Protocol Positioning

While other initiatives focus on providing agents with tool access or enabling basic communication between agents, ACP focuses exclusively on the governance layer: authorization, policy enforcement, execution verification, and institutional responsibility.

Comparison Table

Protocol / Framework Primary Focus Primary Limitation ACP's Approach
MCP (Model Context Protocol) Standardized tool access for LLMs Does not enforce authority verification or robust execution governance across institutions. Provides the verifiable governance wrapper around systems like MCP, ensuring only authorized capabilities execute.
A2A (Agent-to-Agent) Standardizing routing and communication between autonomous agents.

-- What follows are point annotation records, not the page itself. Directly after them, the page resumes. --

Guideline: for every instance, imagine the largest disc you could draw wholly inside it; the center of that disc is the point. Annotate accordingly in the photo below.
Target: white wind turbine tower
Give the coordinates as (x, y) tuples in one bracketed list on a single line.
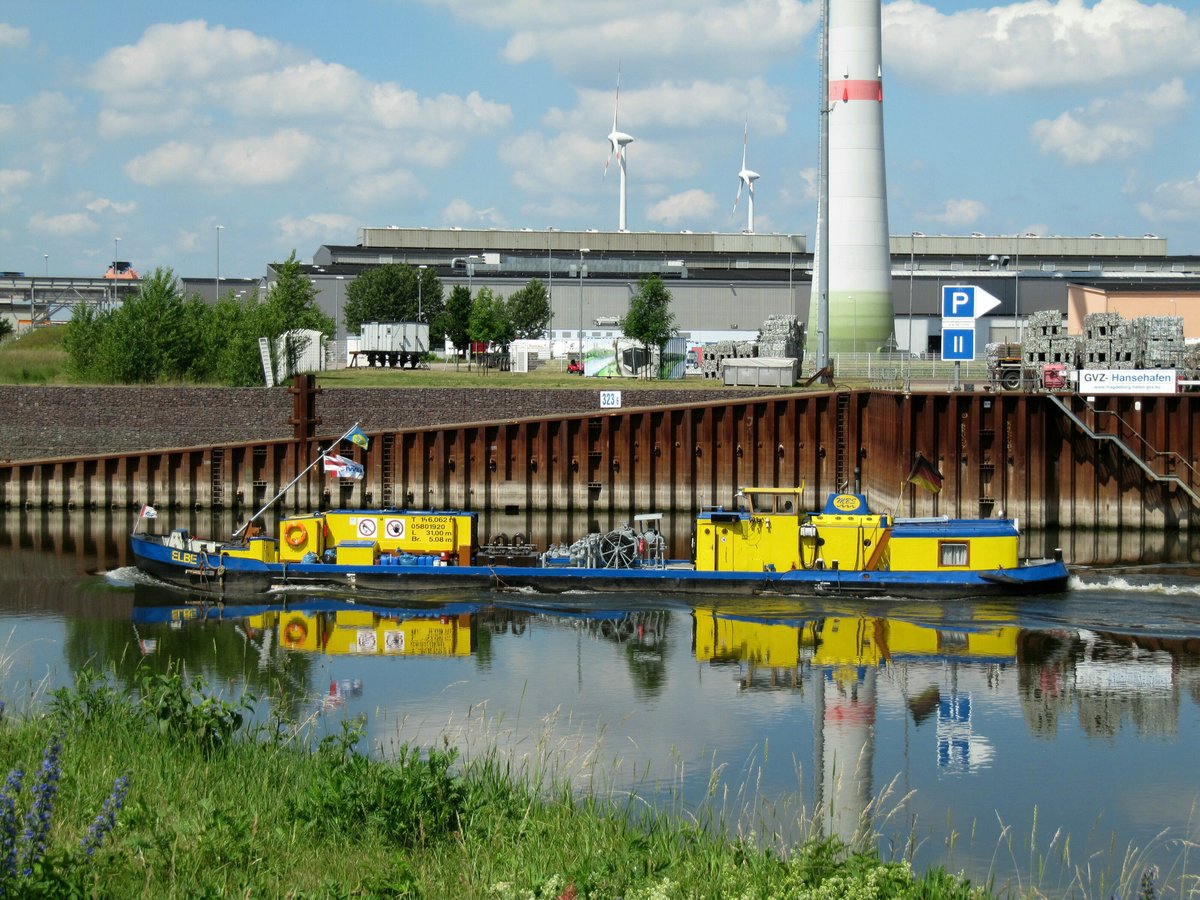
[(745, 179), (617, 143)]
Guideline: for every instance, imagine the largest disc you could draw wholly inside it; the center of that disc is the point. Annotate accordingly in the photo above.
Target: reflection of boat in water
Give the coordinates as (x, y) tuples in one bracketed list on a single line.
[(329, 625), (762, 544)]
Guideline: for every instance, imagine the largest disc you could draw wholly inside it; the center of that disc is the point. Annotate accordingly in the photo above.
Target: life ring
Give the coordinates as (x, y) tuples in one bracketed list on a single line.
[(295, 633), (295, 534)]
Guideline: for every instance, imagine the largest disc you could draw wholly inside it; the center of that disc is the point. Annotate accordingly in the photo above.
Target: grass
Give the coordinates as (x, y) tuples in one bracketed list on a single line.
[(215, 808), (35, 358)]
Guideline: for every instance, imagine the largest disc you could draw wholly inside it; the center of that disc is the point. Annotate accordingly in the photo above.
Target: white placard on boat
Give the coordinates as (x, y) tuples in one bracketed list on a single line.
[(394, 641)]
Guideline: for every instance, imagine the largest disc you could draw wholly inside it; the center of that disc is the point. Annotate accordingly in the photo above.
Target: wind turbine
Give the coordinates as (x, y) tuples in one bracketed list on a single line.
[(617, 143), (745, 179)]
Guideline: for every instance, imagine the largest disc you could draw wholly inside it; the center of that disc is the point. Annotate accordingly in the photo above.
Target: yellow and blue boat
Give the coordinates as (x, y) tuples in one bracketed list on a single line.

Does not address the underlying institutional accountability or policy constraints for requested actions. Focuses entirely on the governance of the requested action, ensuring traceable institutional roots.
OpenAI Agents SDK Development and orchestration of autonomous agents within the OpenAI ecosystem. Lacks native cross-institution governance, cryptographic identity verification, and vendor-agnostic policy validation. Operates independently of the underlying agent framework, acting as a standardized governance gateway for all agents.
Agent Client Protocol Client-side runtime integration and agent UI embedding. Lacks backend execution verification, immutable logging, and multi-party trust layers. Builds the backend execution, verification, and accountability layers necessary for enterprise integration.
ACP (Agent Control Protocol) Governance, Traceability, Institutional Accountability Does not orchestrate tools or handle LLM reasoning natively. Works vertically alongside existing orchestrators to add mandatory governance layers.